If the vice-president sees transgender discrimination as the civil rights issue of our time, he has maintained a startling silence up until now over the fact that 50 percent of all LGBT hate-crime murder victims are trans. Biden has also not spoken up so far for the educators and parents around the country who have been swiftly silenced when they attempt to bring policies into schools to provide safe spaces for trans children.

Nor has Biden spoken about the criminal justice system‘s treatment of trans individuals. He said nothing when trans advocates nationwide decried the 41-month jail sentence (in a male prison) handed to transwoman CeCe McDonald in Minnesota. McDonald was charged with manslaughter after killing one of her transphobic attackers in a group assault, which saw her face smashed in and scarred with a glass. Not only was McDonald assaulted for being trans, she was punished for defending herself.

Granted, when it comes to riling trans communities, Roseanne Barr set a bar this week when she tweeted against any policy that would allow transwomen into female bathrooms. She tweeted, “Women do not want your penises forced in their faces or in our private bathrooms. Respect that FACT.” (Some corners of) Twitter erupted in anger at Barr’s distinction between transwomen and “real” women and her assumption that transwomen with penises wanted to “force” them anywhere. Thus, in the presidential race field, which technically includes Barr, (she is the Peace and Freedom Party’s candidate), Biden no doubt stands out as a trans advocacy hero.

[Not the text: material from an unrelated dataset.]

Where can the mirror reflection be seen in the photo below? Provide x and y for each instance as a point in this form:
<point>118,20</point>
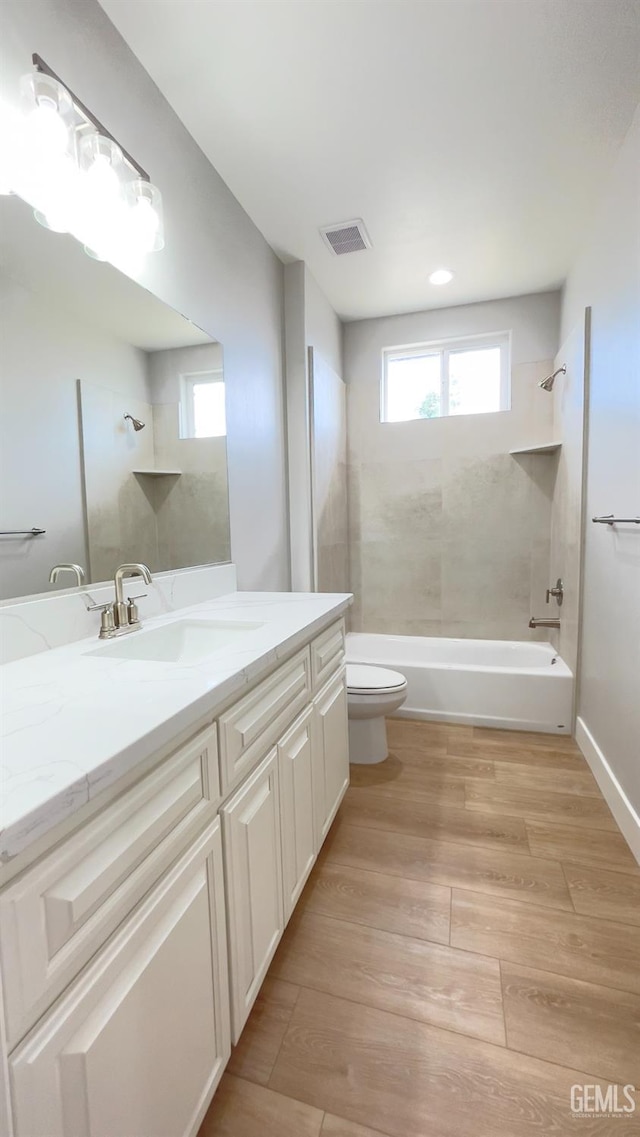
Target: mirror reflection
<point>113,436</point>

For a type of discrimination to be “the civil rights issue of our time,” however, there should be at least a modicum of institutional recognition of the problems and abuses faced by the group in question. Trans people enjoy no such institutional recognition at all, just regular abuse and alienation. If the vice president believes this to be the civil rights issue of our time, one week before an election is an odd time to announce it to one concerned mother. It is understandable that many trans people who have spent lifetimes fighting discrimination in an abusive, gender-normative world are not welcoming Biden’s inaudible proclamations with open arms, although many thousands of Uncle Joe’s liberal supporters will.